La ferocia

per Gian Franco Ferraris
Autore originale del testo: Alfredo Morganti

di Alfredo Morganti – 25 luglio 2015

ferocia

 

 

Nicola Lagioia racconta ne ‘La ferocia’ (che ha vinto recentemente lo Strega) le vicende drammatiche di una famiglia pugliese totalmente spogliata di affetti. Un mero raggruppamento sociale, più che una famiglia come la si intende comunemente. Un’organizzazione dedita alla cura degli interessi di gruppo e personali, dove un padre scaltro che fa di mestiere l’imprenditore edile, costruisce una fortuna stracciando ogni genere di etica e di morale, anche giocando sulla complicità forzosa dei figli, che aderiscono all’impresa comunque interessati alla sua riuscita, soprattutto il maggiore. Tempo fa si diceva che oggi sopravvivono socialmente solo gli individui e poco più sopra la famiglia, quale clan o cerchia di fedeli, e quale ultima cellula sovraindividuale prima dell’atomizzazione. E meno che mai riescono a tenersi in vita istituzioni rappresentative, sindacati nazionali e partiti impersonali. Ma quale famiglia, mi chiedo? Di che genere?

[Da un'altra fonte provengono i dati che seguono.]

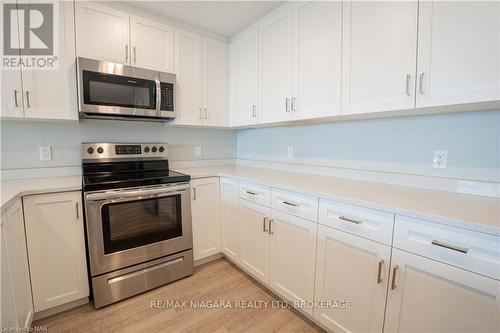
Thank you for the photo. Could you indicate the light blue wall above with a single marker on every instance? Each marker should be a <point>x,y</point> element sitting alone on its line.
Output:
<point>401,145</point>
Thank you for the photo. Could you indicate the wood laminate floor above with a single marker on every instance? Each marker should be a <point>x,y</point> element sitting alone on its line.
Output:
<point>215,281</point>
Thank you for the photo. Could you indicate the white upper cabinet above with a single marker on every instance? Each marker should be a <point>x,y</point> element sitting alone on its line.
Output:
<point>379,56</point>
<point>275,38</point>
<point>102,33</point>
<point>317,59</point>
<point>215,82</point>
<point>245,79</point>
<point>152,44</point>
<point>458,52</point>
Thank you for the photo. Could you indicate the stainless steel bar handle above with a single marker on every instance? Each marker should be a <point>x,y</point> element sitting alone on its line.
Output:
<point>379,273</point>
<point>421,83</point>
<point>349,219</point>
<point>450,247</point>
<point>28,103</point>
<point>15,99</point>
<point>270,226</point>
<point>393,283</point>
<point>408,78</point>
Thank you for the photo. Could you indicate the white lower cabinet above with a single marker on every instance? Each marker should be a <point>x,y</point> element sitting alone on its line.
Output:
<point>292,256</point>
<point>254,239</point>
<point>16,301</point>
<point>354,269</point>
<point>230,238</point>
<point>205,210</point>
<point>56,248</point>
<point>428,296</point>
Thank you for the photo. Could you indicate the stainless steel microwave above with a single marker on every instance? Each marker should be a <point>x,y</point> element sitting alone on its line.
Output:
<point>110,90</point>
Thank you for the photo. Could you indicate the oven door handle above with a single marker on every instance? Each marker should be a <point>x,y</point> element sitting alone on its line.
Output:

La famiglia narrata da Lagioia interpreta ‘ferocemente’, appunto, il proprio ruolo. ‘Feroce’ verso il mondo attorno, ma feroce soprattutto al proprio interno, e come svuotata di cura, di affetti, di amore (se non a brandelli, un amore minacciato, precario, provvisorio, ‘feroce’ a sua volta!) e ridotta al mero e reciproco interesse. Una specie di mutua associazione tutto meno che naturale, dove ci si preoccupa di diventare ricchi, salvare questa ricchezza materiale, e proteggerla da ogni insidia a partire dalle indagini della magistratura. Vite spezzate, compresse, rabbiose, vite vittime di se stesse. Legate alle altre per ragioni che nessuno sa più quali siano se non la piatta convenienza. Ecco come viene rappresentata la famiglia, questa ultima e più resistente cellula sociale, questo estremo fattore di coesione, prima della tempesta perfetta della disgregazione sociale.

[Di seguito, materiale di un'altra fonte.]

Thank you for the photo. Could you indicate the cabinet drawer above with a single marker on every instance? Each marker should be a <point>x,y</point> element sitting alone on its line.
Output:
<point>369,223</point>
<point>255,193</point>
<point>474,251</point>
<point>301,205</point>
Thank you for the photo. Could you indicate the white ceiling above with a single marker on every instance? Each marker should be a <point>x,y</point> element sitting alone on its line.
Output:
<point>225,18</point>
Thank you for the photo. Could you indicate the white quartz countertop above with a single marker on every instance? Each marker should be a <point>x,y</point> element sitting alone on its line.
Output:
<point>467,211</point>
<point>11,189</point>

Certo, la famiglia non è in assoluto riducibile a questo modello estremo rappresentato da Nicola Lagioia. Ma nemmeno potremmo immaginare che l’altro punto di vista, quello della famiglia ‘Mulino Bianco’, oggi possa essere considerato egemone. La ferocia è ovunque, ed è figlia di uno spazio umano dove i rapporti sociali sono ridotti alla mera competitività individuale, dove il senso del ‘pubblico’ è ridicolizzato, tutto è personalizzato, le cose detengono un valore più alto dei viventi, e il mondo appare sempre più ricolmo di uomini soli, al comando o meno, ma soli. E feroci. Affamati. Pronti a sbranarsi, pronti a sbranare anche i propri figli, a usare i loro corpi, a farne una risorsa per gli affari, ovviamente i più sporchi.

In un mondo in cui non scovi più interesse pubblico, reciprocità, solidarietà, in un mondo a digiuno di cura e di attenzione verso gli ultimi, verso il bene pubblico, verso le condizioni di vita degli altri, è perfettamente logico che si ritorni allo stato di natura (ammesso che sia esistito), dove l’uomo è lupo tra gli uomini, ed è pronto a dilaniare tutto e tutti, e dove il conflitto aperto, ingovernabile, che ingenera la faida, prevale in modo umiliante e darwiniano. E le leggi dell’usufrutto, e quelle più egoistiche dell’appartenenza atavica comunque a una famiglia che si smembra reciprocamente e si lacera, prevalgono sulla più elementare civiltà, sui più elementari bisogni, sui gesti semplici di amore e di affetto. In un mondo così fatto vediamo solo i nostri eguali, solo reciproche identità, mentre l’altro, gli altri, sono i primi mortali nemici della nostra inquieta, affannata, esagerata ricerca di sicurezza.